Pero volviendo a nuestro tema. A pesar de todas las dificultades, se nos revela nuestra misión y nuestra identidad. Dentro de poco ya todos nos podrán reconocer como somos, tal cual Juan Bautista reconoció a Jesús. Pero esta vez ya no será la misión que el sistema en que vivimos nos asigna la que la gente verá en nosotros, sino la que el mismo Padre desde su lugar de amor nos ha encomendado desde el vientre de nuestra madre.
Dios nos ha hecho así para que podamos dar testimonio y llevar la luz de Cristo a todas las naciones paa que su salvación llegue hasta los últimos rincones de la tierra. Las puertas del ministerio sacerdotal están temporalmente cerrardas para nosotros, y aun así podemos intentarlo. Pero acá afuera de los seminarios hay toda una comunidad LGBT que aun tiene muchas preguntas esperando ser respondidas. Recordemos que algunos de nuestros hermanos han perdido el camino y ahora se encuentran tan confundidos que creen poder encontrar el amor en bar, en un antro o en un club, pero siempre encuentran decepción o desilusión. Y a pesar de todo lo siguen intentando una y otra vez. Cuando se hastían de esta situación empiezan a verse mezclados en el vicio del alcohol o de las drogas, y no sólo se hacen daño a si mismos, sino que nos lo hacen a toda la sociedad. Es nuestro deber llevar la Luz a todos ellos y nosotros mismos demostrar que somos parte de la luz. Solo así los podremos salvar de tan horrible destino.

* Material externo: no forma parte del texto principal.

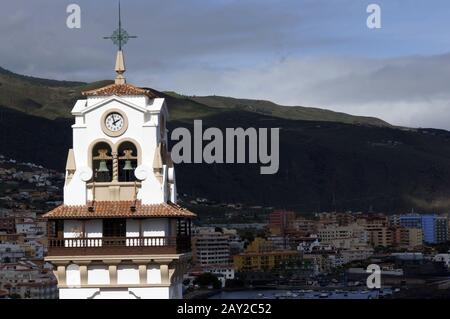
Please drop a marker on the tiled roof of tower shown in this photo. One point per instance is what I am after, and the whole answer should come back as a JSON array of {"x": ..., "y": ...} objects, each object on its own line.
[
  {"x": 119, "y": 89},
  {"x": 118, "y": 209}
]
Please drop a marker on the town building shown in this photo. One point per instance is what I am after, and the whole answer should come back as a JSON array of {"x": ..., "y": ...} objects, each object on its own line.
[
  {"x": 259, "y": 256},
  {"x": 120, "y": 232},
  {"x": 210, "y": 246}
]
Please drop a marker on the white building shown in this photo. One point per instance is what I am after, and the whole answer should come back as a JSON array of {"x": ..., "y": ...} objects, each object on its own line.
[
  {"x": 119, "y": 233},
  {"x": 210, "y": 247}
]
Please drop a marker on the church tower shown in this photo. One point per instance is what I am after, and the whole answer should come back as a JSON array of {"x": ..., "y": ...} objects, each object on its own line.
[{"x": 119, "y": 233}]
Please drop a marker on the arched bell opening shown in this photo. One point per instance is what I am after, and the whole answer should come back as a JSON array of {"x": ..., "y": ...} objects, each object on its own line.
[
  {"x": 102, "y": 162},
  {"x": 128, "y": 161}
]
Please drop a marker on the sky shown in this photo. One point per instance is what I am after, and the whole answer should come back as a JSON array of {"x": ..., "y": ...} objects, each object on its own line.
[{"x": 317, "y": 53}]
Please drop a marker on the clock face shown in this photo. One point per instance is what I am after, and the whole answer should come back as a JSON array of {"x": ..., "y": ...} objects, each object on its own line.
[{"x": 114, "y": 122}]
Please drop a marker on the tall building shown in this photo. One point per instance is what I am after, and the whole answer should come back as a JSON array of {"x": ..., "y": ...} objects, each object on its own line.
[
  {"x": 434, "y": 227},
  {"x": 211, "y": 247},
  {"x": 119, "y": 233},
  {"x": 281, "y": 222}
]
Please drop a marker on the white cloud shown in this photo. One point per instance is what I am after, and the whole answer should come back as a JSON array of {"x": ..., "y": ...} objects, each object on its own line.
[{"x": 410, "y": 91}]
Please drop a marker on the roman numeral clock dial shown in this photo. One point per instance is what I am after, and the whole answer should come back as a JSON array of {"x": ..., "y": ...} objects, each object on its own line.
[{"x": 114, "y": 123}]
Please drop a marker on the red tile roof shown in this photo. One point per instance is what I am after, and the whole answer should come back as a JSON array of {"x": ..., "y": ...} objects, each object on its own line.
[
  {"x": 118, "y": 209},
  {"x": 119, "y": 89}
]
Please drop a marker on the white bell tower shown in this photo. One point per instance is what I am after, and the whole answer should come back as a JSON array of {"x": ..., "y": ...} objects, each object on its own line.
[{"x": 120, "y": 232}]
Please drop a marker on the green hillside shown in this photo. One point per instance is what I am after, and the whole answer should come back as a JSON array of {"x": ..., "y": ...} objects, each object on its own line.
[{"x": 54, "y": 99}]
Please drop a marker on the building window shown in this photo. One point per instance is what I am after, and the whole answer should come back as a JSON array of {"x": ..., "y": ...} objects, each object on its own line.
[
  {"x": 127, "y": 162},
  {"x": 102, "y": 161},
  {"x": 114, "y": 227}
]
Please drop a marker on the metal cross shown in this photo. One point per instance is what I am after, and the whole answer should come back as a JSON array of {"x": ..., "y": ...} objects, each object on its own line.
[{"x": 120, "y": 36}]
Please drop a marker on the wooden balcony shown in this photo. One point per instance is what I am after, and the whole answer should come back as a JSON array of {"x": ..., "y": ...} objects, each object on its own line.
[{"x": 121, "y": 246}]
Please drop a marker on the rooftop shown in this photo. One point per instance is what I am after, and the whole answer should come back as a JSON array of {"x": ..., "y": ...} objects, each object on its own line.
[
  {"x": 119, "y": 90},
  {"x": 119, "y": 209}
]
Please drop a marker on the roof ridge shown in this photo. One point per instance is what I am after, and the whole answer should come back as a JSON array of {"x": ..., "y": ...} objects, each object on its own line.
[{"x": 119, "y": 89}]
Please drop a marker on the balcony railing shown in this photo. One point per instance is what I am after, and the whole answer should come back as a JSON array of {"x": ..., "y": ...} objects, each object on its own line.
[{"x": 118, "y": 245}]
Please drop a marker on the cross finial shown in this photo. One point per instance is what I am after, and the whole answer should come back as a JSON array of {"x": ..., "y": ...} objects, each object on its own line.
[{"x": 120, "y": 37}]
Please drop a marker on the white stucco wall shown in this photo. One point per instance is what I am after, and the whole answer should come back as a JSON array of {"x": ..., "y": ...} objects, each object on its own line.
[
  {"x": 143, "y": 117},
  {"x": 73, "y": 275},
  {"x": 128, "y": 274},
  {"x": 98, "y": 275},
  {"x": 153, "y": 274},
  {"x": 94, "y": 228}
]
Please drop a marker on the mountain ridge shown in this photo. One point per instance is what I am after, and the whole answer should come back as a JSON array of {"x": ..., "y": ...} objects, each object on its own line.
[
  {"x": 52, "y": 99},
  {"x": 324, "y": 165}
]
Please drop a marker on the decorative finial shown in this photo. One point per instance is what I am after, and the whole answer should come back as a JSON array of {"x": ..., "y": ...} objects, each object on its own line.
[{"x": 120, "y": 37}]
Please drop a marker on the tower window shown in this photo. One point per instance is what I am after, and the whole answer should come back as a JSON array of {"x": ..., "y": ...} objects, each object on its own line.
[
  {"x": 102, "y": 163},
  {"x": 127, "y": 162},
  {"x": 114, "y": 227}
]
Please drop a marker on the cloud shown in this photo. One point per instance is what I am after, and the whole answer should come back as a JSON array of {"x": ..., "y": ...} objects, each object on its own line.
[
  {"x": 315, "y": 53},
  {"x": 410, "y": 91}
]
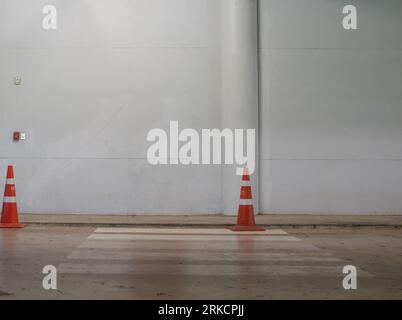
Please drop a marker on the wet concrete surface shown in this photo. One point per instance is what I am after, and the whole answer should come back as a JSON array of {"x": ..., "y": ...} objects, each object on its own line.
[{"x": 194, "y": 263}]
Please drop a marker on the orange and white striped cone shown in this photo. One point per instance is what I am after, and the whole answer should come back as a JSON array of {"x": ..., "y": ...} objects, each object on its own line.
[
  {"x": 9, "y": 215},
  {"x": 245, "y": 217}
]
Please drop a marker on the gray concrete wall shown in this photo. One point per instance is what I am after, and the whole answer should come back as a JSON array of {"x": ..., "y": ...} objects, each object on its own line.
[{"x": 331, "y": 107}]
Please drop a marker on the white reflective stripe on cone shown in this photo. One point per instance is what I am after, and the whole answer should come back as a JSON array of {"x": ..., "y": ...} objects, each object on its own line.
[
  {"x": 10, "y": 200},
  {"x": 246, "y": 202}
]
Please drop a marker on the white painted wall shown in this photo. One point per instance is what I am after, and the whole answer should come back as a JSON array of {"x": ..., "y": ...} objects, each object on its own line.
[
  {"x": 330, "y": 104},
  {"x": 331, "y": 107},
  {"x": 91, "y": 92}
]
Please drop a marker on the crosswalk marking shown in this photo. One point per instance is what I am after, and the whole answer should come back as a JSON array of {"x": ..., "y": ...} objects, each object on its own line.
[
  {"x": 199, "y": 252},
  {"x": 193, "y": 231},
  {"x": 189, "y": 237},
  {"x": 202, "y": 270},
  {"x": 194, "y": 256}
]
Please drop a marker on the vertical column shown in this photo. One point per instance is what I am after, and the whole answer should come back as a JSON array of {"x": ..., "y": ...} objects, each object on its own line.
[{"x": 239, "y": 92}]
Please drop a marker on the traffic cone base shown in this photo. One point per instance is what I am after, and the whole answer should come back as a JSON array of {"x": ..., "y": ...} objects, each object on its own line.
[
  {"x": 247, "y": 228},
  {"x": 9, "y": 214},
  {"x": 245, "y": 215},
  {"x": 12, "y": 225}
]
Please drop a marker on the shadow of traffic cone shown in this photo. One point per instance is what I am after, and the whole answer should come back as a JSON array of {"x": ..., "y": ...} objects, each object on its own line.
[
  {"x": 9, "y": 215},
  {"x": 245, "y": 217}
]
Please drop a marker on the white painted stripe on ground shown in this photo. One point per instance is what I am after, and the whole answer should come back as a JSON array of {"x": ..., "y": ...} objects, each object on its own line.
[
  {"x": 266, "y": 246},
  {"x": 122, "y": 255},
  {"x": 185, "y": 237},
  {"x": 204, "y": 270},
  {"x": 10, "y": 199},
  {"x": 195, "y": 231}
]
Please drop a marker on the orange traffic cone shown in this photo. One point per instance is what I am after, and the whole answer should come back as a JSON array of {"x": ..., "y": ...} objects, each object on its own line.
[
  {"x": 9, "y": 215},
  {"x": 245, "y": 217}
]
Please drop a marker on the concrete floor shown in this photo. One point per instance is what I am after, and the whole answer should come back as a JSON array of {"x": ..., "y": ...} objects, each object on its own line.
[{"x": 193, "y": 263}]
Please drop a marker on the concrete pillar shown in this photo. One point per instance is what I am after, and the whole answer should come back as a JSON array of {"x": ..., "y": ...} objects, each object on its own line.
[{"x": 239, "y": 54}]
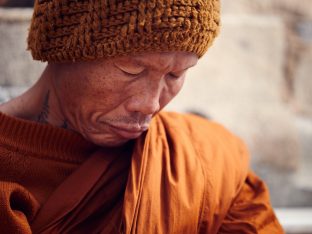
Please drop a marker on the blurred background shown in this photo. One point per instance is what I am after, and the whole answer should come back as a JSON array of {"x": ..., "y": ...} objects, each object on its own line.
[{"x": 256, "y": 80}]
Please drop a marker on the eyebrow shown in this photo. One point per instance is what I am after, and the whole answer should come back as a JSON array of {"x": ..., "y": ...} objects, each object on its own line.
[{"x": 142, "y": 62}]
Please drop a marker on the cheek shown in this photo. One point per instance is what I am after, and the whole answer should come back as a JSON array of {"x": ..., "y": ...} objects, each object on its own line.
[{"x": 171, "y": 90}]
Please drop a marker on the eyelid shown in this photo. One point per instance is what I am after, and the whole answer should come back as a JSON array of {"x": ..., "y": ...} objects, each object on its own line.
[
  {"x": 178, "y": 74},
  {"x": 128, "y": 71}
]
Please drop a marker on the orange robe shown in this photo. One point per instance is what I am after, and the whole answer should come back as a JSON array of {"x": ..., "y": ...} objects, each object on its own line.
[{"x": 185, "y": 175}]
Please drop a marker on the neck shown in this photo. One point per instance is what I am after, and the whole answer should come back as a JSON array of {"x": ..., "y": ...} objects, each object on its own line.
[{"x": 38, "y": 104}]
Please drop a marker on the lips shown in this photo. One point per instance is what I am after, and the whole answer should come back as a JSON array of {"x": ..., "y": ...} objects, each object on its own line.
[{"x": 128, "y": 132}]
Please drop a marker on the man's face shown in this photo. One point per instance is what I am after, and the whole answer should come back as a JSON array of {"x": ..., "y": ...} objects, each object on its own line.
[{"x": 112, "y": 101}]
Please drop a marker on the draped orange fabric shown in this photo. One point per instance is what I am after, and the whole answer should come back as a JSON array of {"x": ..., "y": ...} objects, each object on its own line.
[{"x": 185, "y": 175}]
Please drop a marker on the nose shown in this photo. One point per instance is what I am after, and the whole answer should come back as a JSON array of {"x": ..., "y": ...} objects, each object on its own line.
[{"x": 146, "y": 100}]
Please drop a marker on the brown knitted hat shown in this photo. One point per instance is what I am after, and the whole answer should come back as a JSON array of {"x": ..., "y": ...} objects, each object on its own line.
[{"x": 75, "y": 30}]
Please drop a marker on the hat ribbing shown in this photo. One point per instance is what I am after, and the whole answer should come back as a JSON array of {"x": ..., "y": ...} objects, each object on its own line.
[{"x": 71, "y": 30}]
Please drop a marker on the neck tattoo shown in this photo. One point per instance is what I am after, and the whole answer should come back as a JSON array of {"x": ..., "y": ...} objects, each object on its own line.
[{"x": 44, "y": 114}]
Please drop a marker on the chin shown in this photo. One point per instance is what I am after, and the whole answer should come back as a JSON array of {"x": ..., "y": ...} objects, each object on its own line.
[{"x": 104, "y": 141}]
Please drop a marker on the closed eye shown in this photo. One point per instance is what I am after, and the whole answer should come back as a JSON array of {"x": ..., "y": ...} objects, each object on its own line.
[{"x": 130, "y": 71}]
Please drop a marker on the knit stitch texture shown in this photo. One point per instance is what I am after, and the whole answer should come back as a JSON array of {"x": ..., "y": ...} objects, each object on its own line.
[{"x": 77, "y": 30}]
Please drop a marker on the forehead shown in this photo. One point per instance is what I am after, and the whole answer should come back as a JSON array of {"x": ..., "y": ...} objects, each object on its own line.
[{"x": 160, "y": 60}]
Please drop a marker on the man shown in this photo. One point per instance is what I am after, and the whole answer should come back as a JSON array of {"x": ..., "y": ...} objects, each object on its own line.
[{"x": 85, "y": 150}]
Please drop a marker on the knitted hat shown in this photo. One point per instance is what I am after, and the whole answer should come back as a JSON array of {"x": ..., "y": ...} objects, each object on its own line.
[{"x": 75, "y": 30}]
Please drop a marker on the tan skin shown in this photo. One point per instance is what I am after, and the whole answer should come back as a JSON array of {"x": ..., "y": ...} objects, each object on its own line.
[{"x": 108, "y": 101}]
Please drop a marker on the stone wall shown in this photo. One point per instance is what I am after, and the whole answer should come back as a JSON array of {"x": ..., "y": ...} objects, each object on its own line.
[{"x": 255, "y": 80}]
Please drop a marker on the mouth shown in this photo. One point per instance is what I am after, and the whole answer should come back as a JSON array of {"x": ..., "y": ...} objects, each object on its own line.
[{"x": 128, "y": 132}]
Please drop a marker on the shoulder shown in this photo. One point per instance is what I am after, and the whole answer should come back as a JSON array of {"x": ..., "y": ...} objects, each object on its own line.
[
  {"x": 205, "y": 134},
  {"x": 222, "y": 153}
]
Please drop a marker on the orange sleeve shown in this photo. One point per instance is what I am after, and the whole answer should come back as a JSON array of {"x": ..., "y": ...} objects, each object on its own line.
[
  {"x": 251, "y": 211},
  {"x": 17, "y": 208}
]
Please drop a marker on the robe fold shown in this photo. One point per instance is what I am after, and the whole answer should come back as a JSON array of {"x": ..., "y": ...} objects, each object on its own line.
[{"x": 184, "y": 175}]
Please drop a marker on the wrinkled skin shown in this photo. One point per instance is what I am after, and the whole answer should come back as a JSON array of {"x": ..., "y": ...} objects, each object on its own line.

Pero no todo gira al rededor de nuestra comunidad discriminada. Aún hay mucha injusticia en el mundo. Miles de personas mueren violentamente en América Latina cada año por causa del narcotráfico y el mal manejo de la situación hacen que los gobiernos. Miles de personas mueren de hambre en todo el mundo sin que nadie siquiera recuerde que existieron. Muchos más pasan las noches invernales sin más fuente de calor que una cobija a la intemperie y nadie sabe si amanecerán al día siguiente. Está la familia pobre que todos conocemos que día a día lucha por salir adelante y no recibe ninguna ayuda de los demás, por lo que su situación no mejora. Ejemplos hay muchos, y poco vale la pena mencionarlos, pero es también parte de nuestro deber hacer que reine la Justicia. Para eso siempre habrá una forma de actúar y no debemos ignorarla o conformarnos con dar una moneda a la pobre mujer que está pidiendo limosna afuera de la Iglesia.
Ahora bien, todos ellos son el Hijo de Dios. Quitémonos todo lo que nos impide ver. Cada vez que permitimos que estas situaciones de injusticia permanezcan en la sociedad, estamos permitiendo que el Hijo de Dios viva en la injusticia y la opresión. No seamos ciegos y demos testimonio que ellos son Cristo, para que todos los demás puedan ver también. Solo así seremos reconocidos como verdaderos seguidores de Cristo Jesús.